If you haven't already tried your hand at making homemade pasta, I highly recommend it. It opens up so many possibilities for dough thickness, shapes and flavors. In fact the possibilities are so endless that you might find yourself too overwhelmed to experiment at all. Don't let that happen. Take this new task in stride. Start small, like with a plain spaghetti or fettuccine, and then think about the other flavor options. 

Oh yeah, and want to know the coolest part about this project? This pasta maker was purchased from JC Penney circa 1980 (possibly earlier) for $19.99, my mom gave it to me for keeps this year and it's the best. It's in its original box with price tag and all. The same machine will now set you back between $60-100, but it's worth it.  Otherwise a rolling pin, a ruler (to measure the dough's thickness) and a sharp knife can get the job done.     



the rolled dough ready to be cut

like magic, the dough turns to spaghetti

spaghetti, basil spaghetti and fettuccine
INGREDIENTS:
1 and 1/4 cups fresh basil leaves
3 cups flour
3 eggs
1/4 cup plus 1 tablespoon water
2 teaspoons olive oil


Place the basil in a food processor, cover and process until finely chopped. Add flour, process until blended. Add eggs, water, and oil. Process 15 - 20 seconds or until dough forms a ball. Turn onto a floured surface; knead until smooth and elastic, about 8 - 10 minutes. Cover and let rest for 30 minutes. Divide into fourths. Follow your pasta maker's instructions on rolling the dough to the desired thickness.  

Wednesday, July 14, 2010

a pizza pie

thank you for your patience during this blogging hiatus.  I have been wrapped up in other activities, eating meals mostly out and not doing so much of the cooking.

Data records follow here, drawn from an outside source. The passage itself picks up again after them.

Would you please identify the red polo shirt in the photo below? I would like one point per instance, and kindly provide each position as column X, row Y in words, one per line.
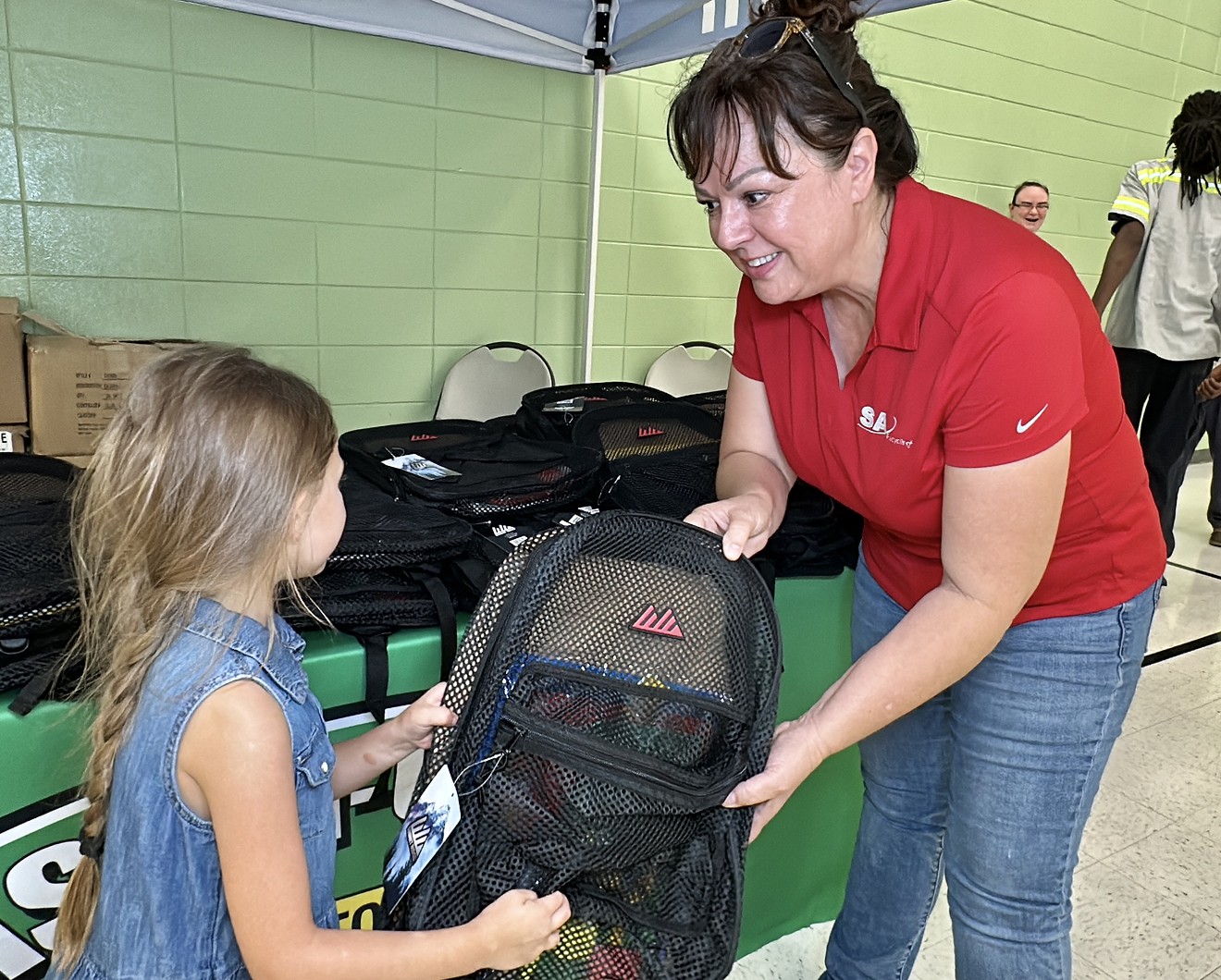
column 985, row 350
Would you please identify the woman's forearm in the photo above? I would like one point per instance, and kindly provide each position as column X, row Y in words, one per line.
column 745, row 472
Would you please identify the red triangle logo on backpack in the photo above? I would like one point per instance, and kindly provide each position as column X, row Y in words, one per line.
column 660, row 624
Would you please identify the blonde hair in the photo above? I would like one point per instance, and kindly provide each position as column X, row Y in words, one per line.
column 191, row 493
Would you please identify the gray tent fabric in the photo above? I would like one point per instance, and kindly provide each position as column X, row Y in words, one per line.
column 549, row 33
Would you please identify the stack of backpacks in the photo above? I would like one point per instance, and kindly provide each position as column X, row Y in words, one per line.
column 38, row 594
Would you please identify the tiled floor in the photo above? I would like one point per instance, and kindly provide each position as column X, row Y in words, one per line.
column 1148, row 888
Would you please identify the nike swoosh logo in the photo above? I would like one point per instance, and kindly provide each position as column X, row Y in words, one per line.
column 1022, row 426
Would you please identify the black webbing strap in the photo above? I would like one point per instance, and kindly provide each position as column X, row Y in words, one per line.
column 447, row 620
column 377, row 670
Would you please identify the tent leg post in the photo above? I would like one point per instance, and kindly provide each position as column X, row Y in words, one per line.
column 591, row 236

I have been visiting the farmers markets weekly and stocking up on mounds of fresh produce and then consuming it, but the cooking I've done as of late has been more of just an assembly of those ingredients, which creates good and edible food,  just not exactly the sorts of things that have recipes that might inspire others to get working in the kitchen. And so I find myself with almost a month gone by and no new posts. eeek.  not cool. baby steps to more cooking and more sharing.  this is the first of such baby steps.  a pizza creation, which will either bring you disgust or joy at the combination of toppings employed. especially if you are firmly "not a caper person", of which I can name three, you know who you are. herb trader joe's crust, capers, pineapple and red onions. sounds gross. tasted good. preconceived notions are often deceiving. nothing like a little life lesson tucked in a recipe blog. whatevs, like I said, baby steps.


If you do choose to make this the list is simple, herb pizza crust, any red sauce, grated mozzarella, sliced red onions, pineaple chunks and capers. and you've got yourself a meal.